Introduction
The decreasing cost and ease of producing short-read next-generation
sequencing (NGS) datasets has transformed our understanding of
organismal diversity across the tree of life. Next-generation sequencing
offers new opportunities to empirically test both basic and applied
hypotheses relating to the molecular ecology and evolutionary genetics
within and among populations. However, transforming abundant raw
sequence data into biologically meaningful genetic data is non-trivial.
Genotyping errors can be introduced at several steps of NGS data
analysis, which by extension may induce biases in subsequent inference.
This becomes particularly problematic in non-model organisms with large
and complex genomes and fragmented genome assemblies. It has become
increasingly clear that understanding the performance and sources of
biases and errors from such tools is critical for the success of any
NGS-based project.
Various open-source programs have been developed to identify genomic
variants, such as single nucleotide polymorphisms (SNPs) or insertions
and deletions (indels), from short read data. Commonly used programs
include Freebayes (Garrison & Marth 2012), HaplotypeCaller and
UnifiedGenotyper from the Genome Analysis Tool Kit (Van der Auwera &
O’Connor 2020), SAMtools (Li et al. 2009), and VarScan (Koboldt et al.

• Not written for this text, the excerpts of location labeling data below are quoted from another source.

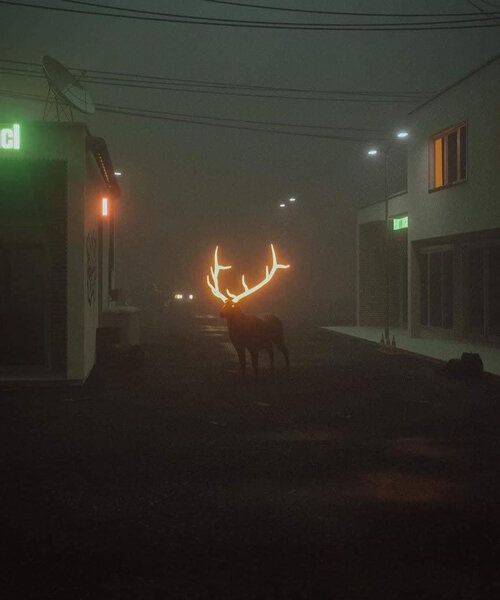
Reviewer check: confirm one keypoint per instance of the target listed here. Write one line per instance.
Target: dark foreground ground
(363, 476)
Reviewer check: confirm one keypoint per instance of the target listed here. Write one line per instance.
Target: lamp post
(401, 135)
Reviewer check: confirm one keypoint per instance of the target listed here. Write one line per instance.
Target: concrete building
(444, 230)
(57, 195)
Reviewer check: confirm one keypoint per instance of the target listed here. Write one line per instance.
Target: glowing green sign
(10, 138)
(400, 223)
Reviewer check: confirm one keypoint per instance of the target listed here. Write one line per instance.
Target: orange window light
(438, 162)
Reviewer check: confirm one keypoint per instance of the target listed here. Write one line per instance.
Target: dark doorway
(22, 305)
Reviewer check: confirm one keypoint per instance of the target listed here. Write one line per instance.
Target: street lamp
(400, 135)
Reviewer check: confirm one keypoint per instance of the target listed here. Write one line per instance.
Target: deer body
(248, 332)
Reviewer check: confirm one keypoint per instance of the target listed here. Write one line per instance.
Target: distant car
(184, 296)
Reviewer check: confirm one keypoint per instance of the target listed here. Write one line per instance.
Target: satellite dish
(65, 88)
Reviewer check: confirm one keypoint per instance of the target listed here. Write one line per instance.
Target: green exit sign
(10, 137)
(400, 223)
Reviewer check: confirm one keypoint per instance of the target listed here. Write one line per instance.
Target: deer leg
(271, 359)
(284, 350)
(255, 362)
(243, 360)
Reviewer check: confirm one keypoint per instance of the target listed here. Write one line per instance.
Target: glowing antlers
(214, 271)
(247, 291)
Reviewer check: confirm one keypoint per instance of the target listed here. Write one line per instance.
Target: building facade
(57, 195)
(443, 248)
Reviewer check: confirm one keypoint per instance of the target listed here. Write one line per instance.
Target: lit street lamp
(400, 135)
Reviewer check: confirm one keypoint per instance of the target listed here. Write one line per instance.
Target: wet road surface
(361, 476)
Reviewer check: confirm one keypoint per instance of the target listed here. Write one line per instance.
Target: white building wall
(473, 205)
(66, 141)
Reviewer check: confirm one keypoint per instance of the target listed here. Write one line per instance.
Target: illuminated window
(448, 157)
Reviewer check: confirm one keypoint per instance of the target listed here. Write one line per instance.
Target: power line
(217, 20)
(229, 119)
(192, 120)
(155, 78)
(145, 86)
(288, 26)
(344, 13)
(480, 9)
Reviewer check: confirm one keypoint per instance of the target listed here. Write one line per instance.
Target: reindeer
(248, 331)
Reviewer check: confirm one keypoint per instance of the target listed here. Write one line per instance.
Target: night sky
(187, 187)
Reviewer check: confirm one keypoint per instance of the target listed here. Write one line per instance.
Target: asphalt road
(361, 476)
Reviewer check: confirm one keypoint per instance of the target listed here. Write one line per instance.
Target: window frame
(444, 135)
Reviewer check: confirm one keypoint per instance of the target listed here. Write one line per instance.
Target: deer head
(231, 300)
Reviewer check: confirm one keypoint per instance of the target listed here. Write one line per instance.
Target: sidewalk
(441, 349)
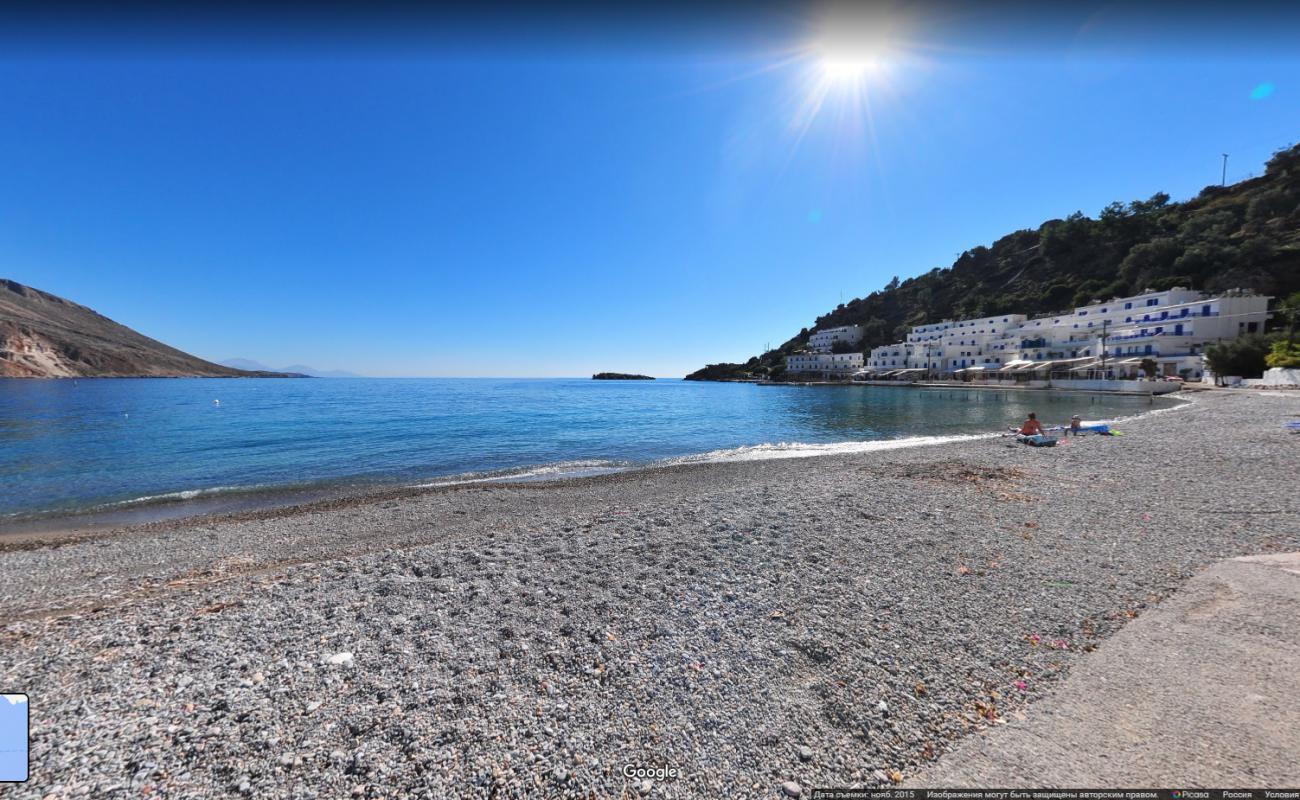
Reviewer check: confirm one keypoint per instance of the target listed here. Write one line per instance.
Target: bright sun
(848, 68)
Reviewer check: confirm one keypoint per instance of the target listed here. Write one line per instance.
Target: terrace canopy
(1014, 366)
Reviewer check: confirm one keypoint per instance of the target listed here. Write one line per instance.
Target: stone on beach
(644, 638)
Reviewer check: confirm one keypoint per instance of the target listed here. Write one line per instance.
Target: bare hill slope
(46, 336)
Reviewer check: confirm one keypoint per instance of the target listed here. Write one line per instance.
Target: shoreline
(832, 621)
(247, 502)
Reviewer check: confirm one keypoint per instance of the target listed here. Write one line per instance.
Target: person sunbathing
(1031, 427)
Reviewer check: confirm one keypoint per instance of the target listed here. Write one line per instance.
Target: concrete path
(1203, 691)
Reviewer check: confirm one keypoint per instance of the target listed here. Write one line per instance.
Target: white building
(823, 341)
(1171, 328)
(824, 364)
(819, 360)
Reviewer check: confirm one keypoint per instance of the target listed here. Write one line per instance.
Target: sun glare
(849, 68)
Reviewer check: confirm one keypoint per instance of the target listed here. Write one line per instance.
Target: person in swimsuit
(1031, 427)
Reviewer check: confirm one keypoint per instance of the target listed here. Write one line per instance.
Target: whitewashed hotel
(1110, 340)
(819, 362)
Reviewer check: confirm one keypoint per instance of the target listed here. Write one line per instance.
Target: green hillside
(1244, 236)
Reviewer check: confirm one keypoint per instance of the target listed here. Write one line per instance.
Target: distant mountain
(46, 336)
(1242, 236)
(246, 363)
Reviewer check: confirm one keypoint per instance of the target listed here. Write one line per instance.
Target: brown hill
(46, 336)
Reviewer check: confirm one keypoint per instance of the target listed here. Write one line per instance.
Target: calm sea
(102, 445)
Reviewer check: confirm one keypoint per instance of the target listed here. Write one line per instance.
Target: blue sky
(545, 204)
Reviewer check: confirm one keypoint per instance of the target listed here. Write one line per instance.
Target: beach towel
(1038, 440)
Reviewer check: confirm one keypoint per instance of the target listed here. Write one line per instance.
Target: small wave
(806, 450)
(182, 494)
(553, 471)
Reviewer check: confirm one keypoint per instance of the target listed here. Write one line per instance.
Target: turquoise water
(100, 444)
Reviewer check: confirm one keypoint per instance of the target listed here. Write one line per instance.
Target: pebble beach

2012), which are widely used in NGS-based projects in both model and
non-model systems. However, it is often difficult to know a
priori how well a given tool will perform given the genomic resources
available for any particular study organism, or how the study design
will interact with the underlying assumptions of such tools, which are
often benchmarked with model organism data.
Several studies comparing variant calling programs exist in the
literature (Cornish & Guda 2015; Hwang et al. 2015; Bian et al. 2018;
Chen et al. 2019; Sandmann et al. 2019). Most aim to test program
efficiency (Hwang et al. 2015) or to evaluate estimations of the
precision and sensitivity of the variant calling tools (Sandmann et al.

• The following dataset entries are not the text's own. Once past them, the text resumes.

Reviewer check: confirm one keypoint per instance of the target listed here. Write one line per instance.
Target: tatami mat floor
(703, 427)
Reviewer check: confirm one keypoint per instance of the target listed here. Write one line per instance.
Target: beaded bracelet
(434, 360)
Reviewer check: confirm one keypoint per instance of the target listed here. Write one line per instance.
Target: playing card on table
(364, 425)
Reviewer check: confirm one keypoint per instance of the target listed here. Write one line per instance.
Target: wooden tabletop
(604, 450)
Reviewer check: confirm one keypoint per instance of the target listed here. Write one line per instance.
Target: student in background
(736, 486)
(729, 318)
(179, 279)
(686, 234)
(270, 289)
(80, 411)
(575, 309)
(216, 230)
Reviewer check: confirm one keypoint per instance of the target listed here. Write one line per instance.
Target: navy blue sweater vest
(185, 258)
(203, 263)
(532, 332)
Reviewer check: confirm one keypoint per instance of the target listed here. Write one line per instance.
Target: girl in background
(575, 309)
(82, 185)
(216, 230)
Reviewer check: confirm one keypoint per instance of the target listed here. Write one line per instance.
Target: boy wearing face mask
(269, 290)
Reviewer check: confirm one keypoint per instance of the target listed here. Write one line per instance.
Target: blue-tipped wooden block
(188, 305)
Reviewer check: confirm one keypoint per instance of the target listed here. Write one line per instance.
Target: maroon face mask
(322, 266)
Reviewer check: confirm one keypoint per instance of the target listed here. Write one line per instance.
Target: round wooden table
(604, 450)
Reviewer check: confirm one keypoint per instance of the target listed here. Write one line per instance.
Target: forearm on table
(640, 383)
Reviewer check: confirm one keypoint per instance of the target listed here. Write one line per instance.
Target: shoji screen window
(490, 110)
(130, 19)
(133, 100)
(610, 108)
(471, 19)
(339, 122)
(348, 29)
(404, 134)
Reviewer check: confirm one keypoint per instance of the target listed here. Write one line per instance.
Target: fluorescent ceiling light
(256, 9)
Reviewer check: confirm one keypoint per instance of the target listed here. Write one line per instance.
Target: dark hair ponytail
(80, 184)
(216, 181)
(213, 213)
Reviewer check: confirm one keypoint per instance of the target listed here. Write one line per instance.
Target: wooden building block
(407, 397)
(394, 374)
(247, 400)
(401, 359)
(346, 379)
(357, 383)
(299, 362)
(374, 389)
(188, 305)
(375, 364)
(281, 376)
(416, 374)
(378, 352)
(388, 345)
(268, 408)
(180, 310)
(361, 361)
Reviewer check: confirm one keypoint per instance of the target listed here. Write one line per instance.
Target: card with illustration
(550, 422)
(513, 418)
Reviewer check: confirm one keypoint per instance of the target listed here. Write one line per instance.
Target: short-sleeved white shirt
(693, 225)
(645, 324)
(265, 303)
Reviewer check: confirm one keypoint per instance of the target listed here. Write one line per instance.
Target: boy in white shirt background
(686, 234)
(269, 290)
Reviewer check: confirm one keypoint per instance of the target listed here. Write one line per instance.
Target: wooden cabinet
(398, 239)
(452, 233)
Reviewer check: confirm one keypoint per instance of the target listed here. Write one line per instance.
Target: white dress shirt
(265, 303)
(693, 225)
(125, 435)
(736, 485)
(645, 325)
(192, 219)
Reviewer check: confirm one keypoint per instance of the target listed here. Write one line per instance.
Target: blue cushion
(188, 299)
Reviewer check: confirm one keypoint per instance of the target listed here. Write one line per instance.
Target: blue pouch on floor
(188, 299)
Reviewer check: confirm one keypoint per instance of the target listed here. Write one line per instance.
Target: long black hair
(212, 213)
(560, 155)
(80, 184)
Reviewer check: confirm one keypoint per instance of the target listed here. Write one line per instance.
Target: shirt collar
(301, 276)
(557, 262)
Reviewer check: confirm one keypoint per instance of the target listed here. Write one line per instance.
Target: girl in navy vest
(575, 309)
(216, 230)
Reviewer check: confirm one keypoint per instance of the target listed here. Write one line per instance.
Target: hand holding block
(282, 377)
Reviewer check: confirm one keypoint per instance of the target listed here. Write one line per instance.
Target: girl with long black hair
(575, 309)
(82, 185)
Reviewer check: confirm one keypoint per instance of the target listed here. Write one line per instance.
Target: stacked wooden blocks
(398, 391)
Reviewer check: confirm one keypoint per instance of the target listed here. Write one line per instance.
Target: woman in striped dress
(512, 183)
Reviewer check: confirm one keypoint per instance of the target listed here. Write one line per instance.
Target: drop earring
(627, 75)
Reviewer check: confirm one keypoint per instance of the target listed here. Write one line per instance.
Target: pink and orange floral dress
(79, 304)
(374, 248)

2019). However, these studies are often conducted with human genomic
data in mind (Cornish & Guda 2015; Bian et al. 2018; Sandmann et al.

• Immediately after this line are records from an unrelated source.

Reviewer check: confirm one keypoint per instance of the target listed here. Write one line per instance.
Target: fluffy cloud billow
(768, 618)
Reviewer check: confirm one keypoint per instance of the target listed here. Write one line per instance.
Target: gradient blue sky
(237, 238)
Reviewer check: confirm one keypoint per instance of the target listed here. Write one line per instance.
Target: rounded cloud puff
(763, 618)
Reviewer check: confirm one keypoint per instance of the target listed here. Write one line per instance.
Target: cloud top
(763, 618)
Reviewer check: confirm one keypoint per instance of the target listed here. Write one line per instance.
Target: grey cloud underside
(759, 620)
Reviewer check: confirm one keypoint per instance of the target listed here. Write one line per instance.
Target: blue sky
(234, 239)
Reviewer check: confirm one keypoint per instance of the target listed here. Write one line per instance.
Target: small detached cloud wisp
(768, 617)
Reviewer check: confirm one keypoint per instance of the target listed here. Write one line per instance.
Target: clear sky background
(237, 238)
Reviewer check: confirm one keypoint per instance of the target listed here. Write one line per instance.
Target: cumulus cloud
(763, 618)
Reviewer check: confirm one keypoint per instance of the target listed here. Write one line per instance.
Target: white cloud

2019). These studies often conclude that there are substantial
differences in precision and sensitivity across tools which depend in
large part on aspects of the data such as sample size and coverage as
well as the genomic resources available (Cornish & Guda 2015; Sandmann
et al. 2019, but see Bian et al. 2018). As genome-scale datasets are now
common for non-model organisms with limited or fragmented reference
genomes, it is necessary to expand upon these studies to understand and
establish best practices for systems where genomic resources are
limited.
Conifers are non-model organisms with genomes recalcitrant to
chromosome-scale assembly, especially so under budgetary constraint. For
instance, conifers often have exceptionally large genomes (20–40 Gbp;
Neale et al. 2017) with histories of whole-genome duplication (Zheng et
al. 2015), gene family expansion (De La Torre et al. 2014; Scott et al.
2020), transposable element dynamics (Yi et al. 2018; Scott et al. 2020;
Wang et al. 2020), and extensive repeat regions (Wegrzyn et al. 2014).
These complexities present a major challenge for NGS data analysis and
downstream hypothesis testing in conifers (Shu & Moran 2020; Lind et
al. 2021). Such challenges can be alleviated by quantifying the accuracy
of SNP calling when using the above-mentioned variant calling tools.
High-quality databases exist for model organisms to calibrate existing
programs and account for biases in the data, yet such resources remain
elusive for many non-model organisms. A unique biological attribute of
conifers is that they possess maternally derived haploid megagametophyte
tissue that can be reliably excised from embryonic seeds.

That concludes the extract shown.